Kasper Kure

Personal information
- Full name: Kasper Kure Vidkjær
- Date of birth: 20 July 1982 (age 42)
- Place of birth: Aarhus, Denmark
- Height: 1.85 m (6 ft 1 in)
- Position(s): Centre-back

Youth career
- 1989–2000: AGF

Senior career*
- Years: Team / Apps / (Gls)
- 2000–2006: AGF / 42 / (2)
- 2006–2011: Brabrand

International career
- 1997–1998: Denmark U16 / 4 / (0)
- 1998–1999: Denmark U17 / 7 / (0)

= Kasper Kure =

Danish footballer (born 1982)

Kasper Kure Vidkjær (born 20 July 1982) is a Danish former professional footballer who played as a centre-back.

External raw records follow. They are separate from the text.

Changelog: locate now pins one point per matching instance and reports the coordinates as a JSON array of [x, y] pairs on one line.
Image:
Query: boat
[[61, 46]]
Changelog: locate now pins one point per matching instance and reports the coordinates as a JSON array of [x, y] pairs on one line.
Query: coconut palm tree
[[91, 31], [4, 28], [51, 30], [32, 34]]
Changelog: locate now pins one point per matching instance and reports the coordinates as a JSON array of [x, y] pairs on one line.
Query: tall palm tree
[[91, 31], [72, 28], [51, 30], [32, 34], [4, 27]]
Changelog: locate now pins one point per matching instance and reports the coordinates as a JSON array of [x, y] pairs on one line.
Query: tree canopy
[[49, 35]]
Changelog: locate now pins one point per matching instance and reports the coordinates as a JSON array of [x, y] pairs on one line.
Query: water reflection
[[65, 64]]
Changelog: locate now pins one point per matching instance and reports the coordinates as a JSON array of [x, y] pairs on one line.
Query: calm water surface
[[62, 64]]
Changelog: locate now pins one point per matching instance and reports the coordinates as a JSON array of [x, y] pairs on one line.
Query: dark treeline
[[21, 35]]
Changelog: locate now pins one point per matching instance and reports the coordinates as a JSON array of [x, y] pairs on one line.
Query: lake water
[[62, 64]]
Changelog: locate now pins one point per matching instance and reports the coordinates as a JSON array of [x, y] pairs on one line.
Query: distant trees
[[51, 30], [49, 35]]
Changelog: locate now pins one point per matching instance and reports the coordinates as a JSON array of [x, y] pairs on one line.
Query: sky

He was a product of the AGF academy and has also played for their senior team alongside his brother Anders. He also played for Brabrand and has represented Denmark at youth level.

==Early life==
Kasper Kure Vidkjær was born on 20 July 1982 in Aarhus, Denmark, and grew up in the southern suburb of Højbjerg, the son of Bente and Peter. Both parents worked to support the family, his mother as a municipal worker for Aarhus Municipality, and his father as a logistics worker in shipping. Kure attended Rosenvangsskolen in nearby Viby J, and was a fan of local club AGF as a child. He started playing football for the club as a seven-year-old, and was later joined by his younger brother Anders.

==Club career==
===AGF===
After having progressed through the AGF youth academy, Kure made his professional debut on 15 October 2000, coming on as a substitute in the 72nd minute for Jesper Andersen in a 4–0 league loss to Copenhagen in Parken Stadium. This remained his only appearance in the 2000–01 season.

He scored his first goal on 16 August 2003, which was also his brother Anders' professional debut, in a 5–3 league victory against Midtjylland. On 18 June 2004, he extended his contract with AGF by two years, keeping him at the club until 2006.

===Brabrand===
Kure joined Danish 1st Division club Brabrand IF after his contract expired in June 2006, signing a one-year deal. He made his debut for the club on 16 July 2006 in a match against Fremad Amager. Brabrand were relegated to the third tier at the end of the season, after AGF lost to HIK on the final matchday.

He retired from football in 2011 after five years with Brabrand to focus on a career as a graphic designer.